Милли улыбнулась дрожащими губами и едва слышно произнесла: «Очень». В голове царил туман, а тело казалось чужим и невесомым, словно под наркозом. Как будто со стороны она увидела себя – маленькую куклу с накрашенным личиком и огромными черными ресницами, в пышном белом платье с огромным шлейфом и бриллиантовой диадеме поверх пышной прически, – а рядом Джанферро, который вел ее к свадебному экипажу.
Радужный Дворец напоминал огромную цветочную оранжерею, и на каждом шагу нужно было с кем-то здороваться или знакомиться. Все кланялись молодоженам и поздравляли их. Милли заметила, с каким подчеркнутым почтением мужчины обращаются к Джанферро и как пристально женщины рассматривают его молодую жену. Казалось, на их лицах написано: «Ну-ка, ну-ка, кого это кронпринц привез в Мардивино?»
Молодожены сели за стол в банкетном зале, ослеплявшем блеском хрусталя и золота. Принц тихо произнес:
– Итак, Милли, первое препятствие позади.
Девушка рассмеялась:
– Знаешь, в моем лексиконе есть и другие слова, не только язык скачек! Да, кстати, тебе понравилось мое платье?
– Твой наряд вполне соответствует случаю.
«И все?! – мысленно воскликнула Миллисента. – Ну, скажи, что я красивая, даже если ты так не думаешь! Ведь любая девушка прекрасна вдень свадьбы, даже если ее единственное украшение – блеск счастливых глаз!»
Принц наклонился к ней вплотную, обжигая своим дыханием, и прошептал:
– Зачем ты наложила на лицо столько косметики?

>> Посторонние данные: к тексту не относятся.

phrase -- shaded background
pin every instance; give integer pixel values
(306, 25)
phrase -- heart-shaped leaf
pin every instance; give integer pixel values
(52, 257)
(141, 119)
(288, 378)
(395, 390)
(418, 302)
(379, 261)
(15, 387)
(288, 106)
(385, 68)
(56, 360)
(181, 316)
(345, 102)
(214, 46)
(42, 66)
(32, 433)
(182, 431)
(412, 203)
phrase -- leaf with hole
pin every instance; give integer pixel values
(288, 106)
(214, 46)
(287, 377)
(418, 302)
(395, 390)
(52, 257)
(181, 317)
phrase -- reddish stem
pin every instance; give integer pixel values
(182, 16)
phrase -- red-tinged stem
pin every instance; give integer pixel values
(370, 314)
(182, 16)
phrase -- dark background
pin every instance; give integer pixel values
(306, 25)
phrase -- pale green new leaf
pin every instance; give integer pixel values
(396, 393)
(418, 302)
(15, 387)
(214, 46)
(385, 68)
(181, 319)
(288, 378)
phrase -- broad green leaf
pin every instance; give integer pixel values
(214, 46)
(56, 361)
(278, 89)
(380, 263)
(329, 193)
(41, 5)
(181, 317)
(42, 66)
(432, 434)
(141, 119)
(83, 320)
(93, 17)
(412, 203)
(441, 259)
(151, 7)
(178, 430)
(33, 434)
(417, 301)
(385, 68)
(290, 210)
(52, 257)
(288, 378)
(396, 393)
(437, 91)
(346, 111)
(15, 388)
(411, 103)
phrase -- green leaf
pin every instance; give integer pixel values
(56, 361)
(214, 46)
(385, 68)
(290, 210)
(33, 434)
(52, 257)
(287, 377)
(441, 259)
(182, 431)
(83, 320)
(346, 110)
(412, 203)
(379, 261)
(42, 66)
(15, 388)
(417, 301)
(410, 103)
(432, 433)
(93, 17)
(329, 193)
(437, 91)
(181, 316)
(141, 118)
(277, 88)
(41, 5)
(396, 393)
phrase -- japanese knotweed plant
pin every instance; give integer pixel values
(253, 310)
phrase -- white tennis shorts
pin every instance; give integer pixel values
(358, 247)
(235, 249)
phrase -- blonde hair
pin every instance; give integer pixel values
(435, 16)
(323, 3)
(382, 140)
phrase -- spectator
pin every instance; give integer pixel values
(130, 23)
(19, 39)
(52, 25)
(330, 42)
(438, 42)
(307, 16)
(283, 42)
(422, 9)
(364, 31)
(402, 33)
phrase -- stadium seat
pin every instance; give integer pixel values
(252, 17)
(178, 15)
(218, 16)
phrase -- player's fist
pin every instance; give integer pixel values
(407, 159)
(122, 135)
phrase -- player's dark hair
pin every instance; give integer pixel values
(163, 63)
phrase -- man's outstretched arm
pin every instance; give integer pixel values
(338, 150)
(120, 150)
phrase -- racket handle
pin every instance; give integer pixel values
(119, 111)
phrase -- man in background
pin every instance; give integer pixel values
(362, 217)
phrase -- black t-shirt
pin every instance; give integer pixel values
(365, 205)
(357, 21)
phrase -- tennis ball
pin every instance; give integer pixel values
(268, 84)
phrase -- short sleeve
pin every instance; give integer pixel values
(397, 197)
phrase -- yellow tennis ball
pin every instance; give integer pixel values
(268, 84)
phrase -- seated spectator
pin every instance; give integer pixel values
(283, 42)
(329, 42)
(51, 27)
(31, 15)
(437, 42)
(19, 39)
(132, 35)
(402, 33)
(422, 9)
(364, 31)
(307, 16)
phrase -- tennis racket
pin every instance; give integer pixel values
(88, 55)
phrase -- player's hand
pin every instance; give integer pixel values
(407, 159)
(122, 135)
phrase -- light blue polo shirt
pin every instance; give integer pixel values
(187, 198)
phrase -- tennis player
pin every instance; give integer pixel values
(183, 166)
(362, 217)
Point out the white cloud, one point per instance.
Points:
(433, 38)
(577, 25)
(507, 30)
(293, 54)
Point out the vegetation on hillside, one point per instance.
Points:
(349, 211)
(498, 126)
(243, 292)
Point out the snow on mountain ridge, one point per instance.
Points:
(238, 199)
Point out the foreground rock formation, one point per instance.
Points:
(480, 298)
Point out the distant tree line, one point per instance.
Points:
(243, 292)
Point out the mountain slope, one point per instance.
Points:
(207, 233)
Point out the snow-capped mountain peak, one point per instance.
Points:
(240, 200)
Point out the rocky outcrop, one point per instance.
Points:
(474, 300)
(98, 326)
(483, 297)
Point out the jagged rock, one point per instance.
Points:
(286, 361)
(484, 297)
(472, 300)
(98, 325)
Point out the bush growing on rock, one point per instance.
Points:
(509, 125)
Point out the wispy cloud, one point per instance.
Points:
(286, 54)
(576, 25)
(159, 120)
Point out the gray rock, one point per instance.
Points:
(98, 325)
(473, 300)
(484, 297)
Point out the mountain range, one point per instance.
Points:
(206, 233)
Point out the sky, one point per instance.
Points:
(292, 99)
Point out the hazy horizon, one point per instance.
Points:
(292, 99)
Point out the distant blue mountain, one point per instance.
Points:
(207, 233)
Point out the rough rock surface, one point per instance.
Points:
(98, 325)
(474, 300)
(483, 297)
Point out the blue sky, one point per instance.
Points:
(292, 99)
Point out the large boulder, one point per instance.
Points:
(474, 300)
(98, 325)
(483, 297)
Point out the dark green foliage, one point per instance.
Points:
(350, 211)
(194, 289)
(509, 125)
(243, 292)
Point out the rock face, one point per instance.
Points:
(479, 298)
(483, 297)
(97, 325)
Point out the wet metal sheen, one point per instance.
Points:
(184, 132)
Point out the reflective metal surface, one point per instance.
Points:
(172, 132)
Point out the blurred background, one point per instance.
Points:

Милли вздрогнула, вспоминая слова Лулу.
– Чтобы лучше выглядеть на фотографиях!
Но Джанферро это объяснение не удовлетворило. Он выбирал невинную девушку, а не голливудскую старлетку, думающую только о том, как она смотрится со стороны.
– Тебе не нравится?
Он отрицательно покачал головой, стараясь избавиться от напряжения, которое, словно обручем, сдавило виски.
– У тебя такая тонкая нежная кожа, дорогая. Не надо портить ее косметикой, – тихо произнес он. Губки девушки задрожали от обиды, поэтому Джанферро положил руку поверх ее ладони и слегка сжал, предупреждая поток слез, готовых вот-вот прорваться наружу. Его голос звучал нежно, но твердо: – После приема ты все это смоешь и явишься ко мне безо всяких украшений, поняла?
Произнося последние слова, принц ощутил невероятный приступ желания, которое приходилось так долго держать под контролем, что теперь любое прикосновение к Милли могло заставить его забыть обо всем на свете.